Geena studied Frank Turtle. She realized belatedly that Jays’s description of him as “young” was entirely relative. Frank had to be forty-five at least. But he dressed young, which she thought was a good sign, in a crumpled denim jacket and jeans and open shirt, and with a tangled mop of greying black hair over thick Coke-bottle glasses.

He wore an electronic button-badge showing the Venus explosion, cycling through that startling burst of light every few seconds.

As he talked, she learned Frank Turtle had done a series of jobs at JSC, getting hands-on experience of space operations by working on Shuttle operations as a mission designer and flight controller. In common with a lot of people here, she suspected he had applied for some of the astronaut recruitment rounds, in his early days. But for the last few years — hell, she realized, more than a decade — he had worked for a department called the Solar System Exploration Division; and, with his buddies, Frank’s job was to blue-sky the future. If you had to get to Mars in a decade — how would you do it? NASA had to be positioned to answer questions like that, when the call came, and that was Frank’s job.
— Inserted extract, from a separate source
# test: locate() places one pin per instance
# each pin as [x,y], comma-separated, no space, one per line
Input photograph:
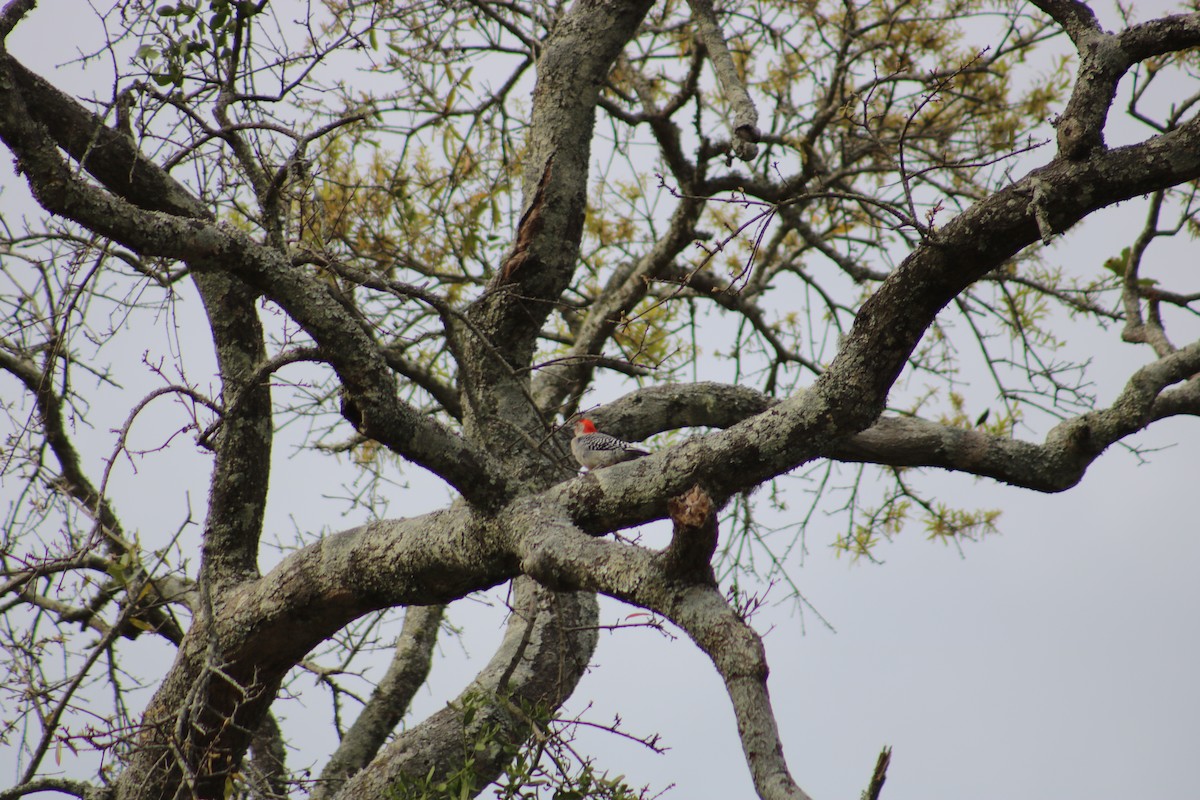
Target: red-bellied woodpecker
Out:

Of course NASA had been waiting for that call since 1969, and it hadn’t come yet. But Frank and his like were still prepared, constructively dreaming, ready to respond.

A lot of careers got kind of stuck at NASA. There was a shit-load of recruitment back in the early 1960s, when NASA ramped up for Apollo, and a lot of those guys were still around now. They liked to work for NASA, and there was really nowhere else for them to go anyhow, and even with all the downsizing over the years it was still difficult for the federal government to shed people from a place like JSC. So here they all are, ageing Boomers, getting older and greyer and using up space; and here was Frank’s generation, in the line behind them, no doubt creating their own logjam in the resource pool.

“…So,” Frank said to her now, wiping a spume of Coors from his mouth. “You want to talk about going to the Moon. Why the hell?”